Realivox is a voice synthesizer.

About
The software allows editing and adjustment of sounds. The software comes in two forms, although both aim at achieving similar goals. It is also able to work with Kontakt.

Products
Realivox Ladies: This is a multi-pack version with 5 female vocals each with a different vocal style- Cheryl (airy vocal designed for film cues), Teresa (soprano opera singer), Patty (pop singer and ethnic music), Julie (full range) and Toni (RnB).  Unlike Blue, Ladies is focused on simple 32 key sound samples such as "ah". Due to every instance using a voice selection option, it is possible to build up the vocals to create a choir of sounds using the five vocals.  The package comes as a "lite" or "full" version, with the difference being that Teresa is absent in the lite version.  The package has also been updated to version 2 since original release. The updated version contains double the amount of articulations as the original. The update was done with fresh recordings from the original singers.
Realivox - Blue: This is a classical style singer pack with a solo female vocalist. In contrast to the "Realivox Ladies" product, Blue is a more complex package with advanced features.

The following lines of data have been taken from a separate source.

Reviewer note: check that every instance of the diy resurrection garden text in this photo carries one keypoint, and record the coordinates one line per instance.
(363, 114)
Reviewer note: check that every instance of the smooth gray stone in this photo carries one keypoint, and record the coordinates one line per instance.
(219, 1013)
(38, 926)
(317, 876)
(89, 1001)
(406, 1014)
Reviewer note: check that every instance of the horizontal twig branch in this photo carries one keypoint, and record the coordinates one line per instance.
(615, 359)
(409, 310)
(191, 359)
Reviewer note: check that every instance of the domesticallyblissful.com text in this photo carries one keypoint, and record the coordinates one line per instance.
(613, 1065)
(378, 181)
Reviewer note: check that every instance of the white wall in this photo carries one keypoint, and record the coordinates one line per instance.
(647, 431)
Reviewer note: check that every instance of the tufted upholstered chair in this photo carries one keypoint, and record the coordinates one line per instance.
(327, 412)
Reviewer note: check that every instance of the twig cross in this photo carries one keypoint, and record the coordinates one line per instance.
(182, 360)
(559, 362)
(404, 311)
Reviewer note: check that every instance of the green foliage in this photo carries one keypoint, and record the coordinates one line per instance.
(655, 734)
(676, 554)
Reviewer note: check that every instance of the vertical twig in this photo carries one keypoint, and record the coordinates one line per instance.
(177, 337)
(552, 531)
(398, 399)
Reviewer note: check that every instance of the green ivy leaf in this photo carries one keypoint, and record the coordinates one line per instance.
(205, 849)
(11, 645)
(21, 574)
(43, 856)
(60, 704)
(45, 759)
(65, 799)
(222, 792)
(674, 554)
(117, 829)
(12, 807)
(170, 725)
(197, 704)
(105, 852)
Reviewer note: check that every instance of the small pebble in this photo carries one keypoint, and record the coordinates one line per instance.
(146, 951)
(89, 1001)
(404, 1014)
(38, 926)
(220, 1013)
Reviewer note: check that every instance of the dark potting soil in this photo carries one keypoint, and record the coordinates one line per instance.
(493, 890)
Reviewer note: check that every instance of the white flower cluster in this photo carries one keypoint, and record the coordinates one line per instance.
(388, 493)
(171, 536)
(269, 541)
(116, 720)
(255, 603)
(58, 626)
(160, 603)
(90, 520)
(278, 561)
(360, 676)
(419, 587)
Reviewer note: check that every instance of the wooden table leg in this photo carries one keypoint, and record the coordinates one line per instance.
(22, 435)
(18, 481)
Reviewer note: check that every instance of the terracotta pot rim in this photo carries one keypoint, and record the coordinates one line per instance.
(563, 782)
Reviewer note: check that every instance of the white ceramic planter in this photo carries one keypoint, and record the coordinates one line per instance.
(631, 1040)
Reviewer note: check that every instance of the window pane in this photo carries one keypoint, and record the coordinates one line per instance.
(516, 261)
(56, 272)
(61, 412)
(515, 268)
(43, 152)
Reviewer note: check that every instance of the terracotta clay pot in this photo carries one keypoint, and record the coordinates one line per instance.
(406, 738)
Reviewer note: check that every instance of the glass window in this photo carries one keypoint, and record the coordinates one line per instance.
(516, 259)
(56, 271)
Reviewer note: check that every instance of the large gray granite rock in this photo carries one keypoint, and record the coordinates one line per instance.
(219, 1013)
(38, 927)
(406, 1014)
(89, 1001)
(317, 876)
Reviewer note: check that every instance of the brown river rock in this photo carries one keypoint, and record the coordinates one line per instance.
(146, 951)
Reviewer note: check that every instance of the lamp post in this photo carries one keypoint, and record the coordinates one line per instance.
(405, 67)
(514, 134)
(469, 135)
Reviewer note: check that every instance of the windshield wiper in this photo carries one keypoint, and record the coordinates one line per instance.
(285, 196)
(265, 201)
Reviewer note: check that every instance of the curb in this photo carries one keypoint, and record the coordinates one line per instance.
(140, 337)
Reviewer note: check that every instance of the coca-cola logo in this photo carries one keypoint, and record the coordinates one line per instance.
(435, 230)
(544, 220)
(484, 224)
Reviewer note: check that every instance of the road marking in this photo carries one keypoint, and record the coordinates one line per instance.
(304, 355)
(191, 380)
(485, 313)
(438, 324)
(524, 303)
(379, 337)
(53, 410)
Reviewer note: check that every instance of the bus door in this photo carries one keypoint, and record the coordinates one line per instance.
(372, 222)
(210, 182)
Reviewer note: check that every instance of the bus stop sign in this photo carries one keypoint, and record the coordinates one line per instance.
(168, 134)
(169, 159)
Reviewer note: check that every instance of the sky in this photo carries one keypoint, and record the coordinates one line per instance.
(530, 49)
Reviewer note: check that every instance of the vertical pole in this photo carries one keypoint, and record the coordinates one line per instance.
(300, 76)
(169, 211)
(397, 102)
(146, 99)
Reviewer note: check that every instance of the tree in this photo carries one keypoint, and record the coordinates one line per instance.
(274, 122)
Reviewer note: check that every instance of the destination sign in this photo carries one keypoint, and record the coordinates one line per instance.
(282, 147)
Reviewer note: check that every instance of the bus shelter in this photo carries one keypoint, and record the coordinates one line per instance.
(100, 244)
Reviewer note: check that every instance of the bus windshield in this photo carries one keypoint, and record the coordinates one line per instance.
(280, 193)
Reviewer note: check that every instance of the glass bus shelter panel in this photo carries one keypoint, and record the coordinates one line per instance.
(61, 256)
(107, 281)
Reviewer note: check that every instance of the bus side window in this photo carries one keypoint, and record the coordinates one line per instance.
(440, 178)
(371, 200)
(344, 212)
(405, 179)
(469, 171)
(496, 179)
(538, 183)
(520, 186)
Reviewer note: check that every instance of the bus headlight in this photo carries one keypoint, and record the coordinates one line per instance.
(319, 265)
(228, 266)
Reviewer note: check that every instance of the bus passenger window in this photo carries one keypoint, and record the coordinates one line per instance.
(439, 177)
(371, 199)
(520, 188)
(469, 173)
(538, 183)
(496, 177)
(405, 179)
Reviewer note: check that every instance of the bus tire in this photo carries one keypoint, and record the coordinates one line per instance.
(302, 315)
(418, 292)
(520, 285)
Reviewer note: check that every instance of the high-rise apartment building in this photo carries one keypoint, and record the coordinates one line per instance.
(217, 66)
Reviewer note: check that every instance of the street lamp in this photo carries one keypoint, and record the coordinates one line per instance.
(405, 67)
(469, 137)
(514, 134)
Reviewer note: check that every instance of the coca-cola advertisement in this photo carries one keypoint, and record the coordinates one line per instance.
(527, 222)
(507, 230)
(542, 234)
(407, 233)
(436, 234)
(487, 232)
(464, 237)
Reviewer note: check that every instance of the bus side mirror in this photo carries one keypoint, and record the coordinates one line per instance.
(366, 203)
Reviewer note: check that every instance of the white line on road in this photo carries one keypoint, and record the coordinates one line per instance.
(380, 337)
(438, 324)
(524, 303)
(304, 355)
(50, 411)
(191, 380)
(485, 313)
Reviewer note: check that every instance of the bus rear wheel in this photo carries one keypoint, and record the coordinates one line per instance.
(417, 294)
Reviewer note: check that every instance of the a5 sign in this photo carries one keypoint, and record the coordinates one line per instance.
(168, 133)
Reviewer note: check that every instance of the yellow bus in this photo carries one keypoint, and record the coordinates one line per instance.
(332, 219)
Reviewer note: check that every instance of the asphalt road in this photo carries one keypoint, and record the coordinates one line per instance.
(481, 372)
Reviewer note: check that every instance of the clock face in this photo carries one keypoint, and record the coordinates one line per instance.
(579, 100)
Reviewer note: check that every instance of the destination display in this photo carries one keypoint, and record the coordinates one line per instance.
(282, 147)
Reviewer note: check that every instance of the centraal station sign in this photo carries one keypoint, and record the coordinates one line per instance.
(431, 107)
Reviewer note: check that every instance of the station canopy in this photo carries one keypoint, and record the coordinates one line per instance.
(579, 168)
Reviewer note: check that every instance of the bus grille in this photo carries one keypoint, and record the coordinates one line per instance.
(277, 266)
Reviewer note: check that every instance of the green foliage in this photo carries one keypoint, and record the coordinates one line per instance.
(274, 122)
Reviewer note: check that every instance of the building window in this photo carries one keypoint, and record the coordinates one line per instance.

Her vocal is complex with 12,000 samples with 32 samples per sound covering two and a half octaves of singing vocal result, while closing consonants have 192 samples for certain sounds such as "t".  All six vowels contain legato results, this is also included for humming sounds sound as "mm". She also contains polyphonic legato capabilities. She is designed to be a go-between vocal and has realistic tones. The samples are combined to build words, with the transition between the sounds being almost invisible. She was released on May 26, 2014.

Reception
Richard Leiter, at Keyboard magazine, commented that both products give an uncanny realistic result that had an "effortless" learning curve. He, however, commented that singers like Adele need not worry about the package's results. He felt the product was best suited for solo lines and backup singers, offering a product at the price that would cost more to do the same effort with real singers for a single vocal recording session.